Example: \(f(x) = 4x^2 + 2x + 1\), the given expression is an algebraic function and if we put this equation equal to zero then it is called an algebraic equation. $$ 4x^2 + 2x + 1 = 0 $$ this is an algebraic equation.
Note: The certain values of variable \(x\), which can satisfy the equation are called the roots of that equation.
The algebraic equation and identity are same, the only difference is an equation can be satisfied by some certain values of variable \(x\) whereas an identity can be satisfied by all values of variable \(x\).

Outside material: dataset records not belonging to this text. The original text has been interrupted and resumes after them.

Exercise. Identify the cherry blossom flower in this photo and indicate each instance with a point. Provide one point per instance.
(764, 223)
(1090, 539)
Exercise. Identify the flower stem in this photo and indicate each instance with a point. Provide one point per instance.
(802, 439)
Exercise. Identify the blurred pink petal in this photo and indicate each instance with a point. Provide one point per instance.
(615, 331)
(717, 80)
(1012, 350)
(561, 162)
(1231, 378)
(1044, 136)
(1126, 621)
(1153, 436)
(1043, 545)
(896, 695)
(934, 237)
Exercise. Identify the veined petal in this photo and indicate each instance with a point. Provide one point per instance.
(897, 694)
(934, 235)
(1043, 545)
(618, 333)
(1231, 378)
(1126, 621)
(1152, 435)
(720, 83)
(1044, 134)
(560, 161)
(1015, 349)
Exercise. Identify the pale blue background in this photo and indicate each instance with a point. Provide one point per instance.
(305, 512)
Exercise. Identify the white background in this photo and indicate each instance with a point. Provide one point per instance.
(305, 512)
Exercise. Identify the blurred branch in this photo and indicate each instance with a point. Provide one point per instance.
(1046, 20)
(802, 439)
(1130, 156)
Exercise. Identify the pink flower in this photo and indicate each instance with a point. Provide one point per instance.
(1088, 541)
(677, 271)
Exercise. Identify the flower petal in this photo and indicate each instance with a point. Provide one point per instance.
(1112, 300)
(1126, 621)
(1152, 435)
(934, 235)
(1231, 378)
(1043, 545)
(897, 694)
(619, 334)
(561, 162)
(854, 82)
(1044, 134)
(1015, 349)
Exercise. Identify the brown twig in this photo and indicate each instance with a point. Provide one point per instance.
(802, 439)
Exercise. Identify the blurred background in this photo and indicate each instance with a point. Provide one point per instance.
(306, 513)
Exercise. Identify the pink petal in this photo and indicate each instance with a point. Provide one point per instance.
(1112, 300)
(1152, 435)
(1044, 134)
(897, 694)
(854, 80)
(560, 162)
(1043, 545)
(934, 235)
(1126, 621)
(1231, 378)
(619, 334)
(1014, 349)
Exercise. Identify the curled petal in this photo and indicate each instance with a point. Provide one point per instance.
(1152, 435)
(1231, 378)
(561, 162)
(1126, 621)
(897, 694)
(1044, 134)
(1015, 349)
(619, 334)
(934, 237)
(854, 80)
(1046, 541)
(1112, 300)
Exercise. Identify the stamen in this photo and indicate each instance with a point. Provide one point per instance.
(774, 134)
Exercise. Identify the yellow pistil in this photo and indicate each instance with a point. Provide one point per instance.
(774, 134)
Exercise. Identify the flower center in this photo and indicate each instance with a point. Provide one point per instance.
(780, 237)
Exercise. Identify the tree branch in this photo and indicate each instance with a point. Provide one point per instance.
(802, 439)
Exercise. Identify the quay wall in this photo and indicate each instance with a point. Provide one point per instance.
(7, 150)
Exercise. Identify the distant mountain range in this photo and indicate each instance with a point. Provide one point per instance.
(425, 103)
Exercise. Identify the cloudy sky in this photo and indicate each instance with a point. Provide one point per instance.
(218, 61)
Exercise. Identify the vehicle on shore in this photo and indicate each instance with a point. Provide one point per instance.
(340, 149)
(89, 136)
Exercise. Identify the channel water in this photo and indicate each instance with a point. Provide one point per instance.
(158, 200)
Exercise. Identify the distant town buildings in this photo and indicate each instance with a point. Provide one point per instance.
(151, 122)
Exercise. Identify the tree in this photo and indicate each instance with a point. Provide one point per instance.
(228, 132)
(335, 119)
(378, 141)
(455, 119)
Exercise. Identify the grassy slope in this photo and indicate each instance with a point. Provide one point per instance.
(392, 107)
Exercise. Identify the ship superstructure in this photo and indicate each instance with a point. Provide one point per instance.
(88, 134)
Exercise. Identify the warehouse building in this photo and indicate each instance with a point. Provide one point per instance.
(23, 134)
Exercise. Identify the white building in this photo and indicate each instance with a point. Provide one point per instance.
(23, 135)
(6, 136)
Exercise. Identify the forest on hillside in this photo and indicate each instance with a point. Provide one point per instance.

Hence an equation which satisfy by all the values of variable \(x\) is called an identity.
According to the factor theorem if "\(\alpha\)" is a root of an equation \(f(x) = 0\) then the polynomial \(f(x)\) will be completely divisible by \((x - \alpha)\) or we can say \((x - \alpha)\) will be a factor of polynomial equation \(f(x)\).
If \(\alpha\) is a root of \(f(x) = 0\) then it will satify the equation \(f(x) = 0\). $$ f(\alpha) = 0.....(1) $$ Let by dividing \(f(x)\) from \((x - \alpha)\) we get remainder \(R\) and quotient \(k(x)\) then
dividend = divisor \(\times\) quotient + remainder $$ f(x) = (x - \alpha) \times k(x) + R.....(2) $$ By putting \(x = \alpha\) in equation (2) we get $$ f(\alpha) = (\alpha - \alpha) \times k(\alpha) + R $$ $$ f(\alpha) = R $$ from equation (1) $$ f(\alpha) = 0 $$ So $$ f(\alpha) = R = 0 $$ Here, it is clear that by dividing \(f(x)\) from \((x - \alpha)\) we get remainder zero hence \(x - \alpha\) is a facror of polynomial equation \(f(x)\).
The roots of two degree equation can be find out by the given formula. $$ x = \frac{-b \pm \sqrt{b^2 - 4ac}}{2a} $$ Here \((b^2 - 4ac)\) is called discriminant because the roots of the equation are dependent of discriminant.
Notes: (1): For an \(n\) degree equation, the number of roots will also be \(n\).
(2): For algebraic equation with real factors, if one root is \((\alpha + i \beta)\) then second root must be \((\alpha - i \beta)\).
(3): For algebraic equation with rational factors, if one root is \((\alpha + \sqrt{\beta})\) then the second root must be \((\alpha - \sqrt{\beta})\).